I don’t cry in front of people very often. It makes me feel vulnerable. For all me n E’s closeness, (we’ve seen each other naked, pooped in front of each other, discussed all manner of TMI private things) we don’t really cry in front of each other. I guess we’re both a little more private that way. So this episode was profound for both of us. Not only was she the exact person I needed at that moment, but it was an emotionally raw experience that I don’t think anyone has shared with me as an adult. And it meant so much to me that she didn’t say a word, for like 10 minutes. We stood there and she held me, Hester happily doggy-skipping around us begging for attention. Eventually I pulled away and composed myself, a little embarrassed. She brought me inside and promptly served me a prairie dog, tissues on the side. And then we just talked. Because that’s the best part of our friendship, just talking.
That and the plethora of inside jokes we have. (hey E!: Don’t worry about it! I said with a grin! Moobs! That’s not the signal! Remember that time my starbucks straw got stuck in my car window and I couldn’t find it for like 2 minutes?!) Our banter is pretty fun too: we have a seasoned discourse of dry wit and clever puns. I keep meaning to buy a voice recorder, because much like a stoned teenager, I am convinced that if I record our conversations for like 6 months I will find the meaning of life.
There is not a person on this earth for whom I wish more happiness. I love her, and I love her soon-to-be husband. It warms my heart that they have found each other, and I look forward (tearfully now) to knowing and loving them for a long time to come.

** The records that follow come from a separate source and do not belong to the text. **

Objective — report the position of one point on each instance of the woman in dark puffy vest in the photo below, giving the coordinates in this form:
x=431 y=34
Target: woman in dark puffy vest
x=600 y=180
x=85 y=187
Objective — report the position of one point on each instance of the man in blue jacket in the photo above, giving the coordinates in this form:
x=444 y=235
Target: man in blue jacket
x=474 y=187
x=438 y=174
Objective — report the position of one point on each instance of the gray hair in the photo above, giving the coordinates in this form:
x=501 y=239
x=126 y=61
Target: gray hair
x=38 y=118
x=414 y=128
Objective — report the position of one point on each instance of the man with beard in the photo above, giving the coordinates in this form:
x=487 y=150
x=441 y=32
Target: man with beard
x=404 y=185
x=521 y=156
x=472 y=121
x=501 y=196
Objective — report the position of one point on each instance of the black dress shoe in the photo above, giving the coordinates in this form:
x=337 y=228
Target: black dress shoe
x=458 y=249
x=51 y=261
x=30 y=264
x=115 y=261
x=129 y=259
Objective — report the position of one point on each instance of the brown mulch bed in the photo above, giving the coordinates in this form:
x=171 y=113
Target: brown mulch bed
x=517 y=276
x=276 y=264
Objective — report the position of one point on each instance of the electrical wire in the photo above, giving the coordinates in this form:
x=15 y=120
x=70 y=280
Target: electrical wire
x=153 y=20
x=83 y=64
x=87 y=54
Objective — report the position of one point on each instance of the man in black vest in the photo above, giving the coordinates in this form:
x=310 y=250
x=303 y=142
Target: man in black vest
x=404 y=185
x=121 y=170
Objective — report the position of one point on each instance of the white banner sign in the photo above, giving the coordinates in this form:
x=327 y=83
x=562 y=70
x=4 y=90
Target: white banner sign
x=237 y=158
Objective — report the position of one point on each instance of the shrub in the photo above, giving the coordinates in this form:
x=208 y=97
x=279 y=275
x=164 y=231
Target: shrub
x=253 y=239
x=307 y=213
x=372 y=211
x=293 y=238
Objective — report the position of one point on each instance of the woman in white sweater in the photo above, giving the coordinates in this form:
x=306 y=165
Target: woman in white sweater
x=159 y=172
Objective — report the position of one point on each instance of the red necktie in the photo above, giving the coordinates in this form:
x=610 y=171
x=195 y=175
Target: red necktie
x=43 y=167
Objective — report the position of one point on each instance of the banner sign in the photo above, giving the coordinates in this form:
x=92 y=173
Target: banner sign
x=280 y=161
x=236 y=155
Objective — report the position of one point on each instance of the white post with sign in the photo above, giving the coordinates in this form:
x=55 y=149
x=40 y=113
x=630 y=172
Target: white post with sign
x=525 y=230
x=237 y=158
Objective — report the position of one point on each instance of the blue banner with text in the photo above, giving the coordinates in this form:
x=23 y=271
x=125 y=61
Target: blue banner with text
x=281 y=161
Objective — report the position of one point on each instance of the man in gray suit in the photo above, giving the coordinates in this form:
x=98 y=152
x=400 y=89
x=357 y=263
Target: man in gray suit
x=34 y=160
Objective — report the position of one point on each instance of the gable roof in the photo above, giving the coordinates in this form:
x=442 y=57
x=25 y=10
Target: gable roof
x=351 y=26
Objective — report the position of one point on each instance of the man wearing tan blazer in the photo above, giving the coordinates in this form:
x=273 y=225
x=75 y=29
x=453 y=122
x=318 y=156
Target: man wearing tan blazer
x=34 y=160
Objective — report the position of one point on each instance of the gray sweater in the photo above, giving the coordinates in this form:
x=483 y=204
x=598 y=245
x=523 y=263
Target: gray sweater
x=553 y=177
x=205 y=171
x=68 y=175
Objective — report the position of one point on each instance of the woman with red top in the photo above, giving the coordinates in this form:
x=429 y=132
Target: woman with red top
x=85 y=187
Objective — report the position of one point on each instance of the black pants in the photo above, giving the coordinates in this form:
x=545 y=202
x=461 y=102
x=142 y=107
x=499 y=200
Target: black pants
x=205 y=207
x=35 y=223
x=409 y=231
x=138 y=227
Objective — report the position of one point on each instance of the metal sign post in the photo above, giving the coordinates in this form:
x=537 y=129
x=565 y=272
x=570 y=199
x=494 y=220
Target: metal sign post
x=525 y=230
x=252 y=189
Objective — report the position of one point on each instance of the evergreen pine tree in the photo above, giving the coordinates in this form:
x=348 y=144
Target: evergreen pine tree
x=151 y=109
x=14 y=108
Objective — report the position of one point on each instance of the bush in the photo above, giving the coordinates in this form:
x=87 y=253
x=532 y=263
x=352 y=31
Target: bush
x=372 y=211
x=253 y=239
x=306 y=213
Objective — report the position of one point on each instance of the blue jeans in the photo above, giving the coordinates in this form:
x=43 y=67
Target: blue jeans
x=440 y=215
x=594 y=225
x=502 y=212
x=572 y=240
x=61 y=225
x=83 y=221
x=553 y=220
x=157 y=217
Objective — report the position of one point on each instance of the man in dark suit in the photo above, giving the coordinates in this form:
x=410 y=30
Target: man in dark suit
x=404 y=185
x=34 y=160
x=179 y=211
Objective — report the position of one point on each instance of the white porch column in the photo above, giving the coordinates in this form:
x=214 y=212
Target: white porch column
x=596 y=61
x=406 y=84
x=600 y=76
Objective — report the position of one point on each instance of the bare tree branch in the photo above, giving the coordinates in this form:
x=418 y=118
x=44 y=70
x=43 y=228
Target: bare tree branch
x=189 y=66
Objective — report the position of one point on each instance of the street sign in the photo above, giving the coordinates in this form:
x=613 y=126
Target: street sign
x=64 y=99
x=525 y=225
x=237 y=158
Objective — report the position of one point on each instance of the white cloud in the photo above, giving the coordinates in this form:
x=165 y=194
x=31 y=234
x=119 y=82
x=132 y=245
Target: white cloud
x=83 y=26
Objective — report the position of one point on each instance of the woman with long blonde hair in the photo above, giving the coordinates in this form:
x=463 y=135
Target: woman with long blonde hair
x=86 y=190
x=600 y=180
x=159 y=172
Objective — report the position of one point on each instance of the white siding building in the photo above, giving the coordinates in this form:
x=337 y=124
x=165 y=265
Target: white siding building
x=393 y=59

In summation, some Haikus:
Me N E always
find the best ways to combine
booze n bestie time.
Hot sauce vodkas can’t
compare to our burning love.
we should get that checked.
Pets. Jokes. LBD’s.
Dancing, Shopping, Darts n Hearts.
No, Yer So bad, E.
PS: E’s the one to blame for my obsession with Community. Next Halloween (I’m going to be out of town for this one, sadly) we’re going as Troy and Abed. (I’m pale as shit, and she’s half Puerto Rican…. try and guess who will be who)….
that’s right, I’m gonna be Troy.
Current Jam: “I Feel Lucky” Mary Chapin Carpenter, cause Me n E ROCK THAT SHIT at Karoake.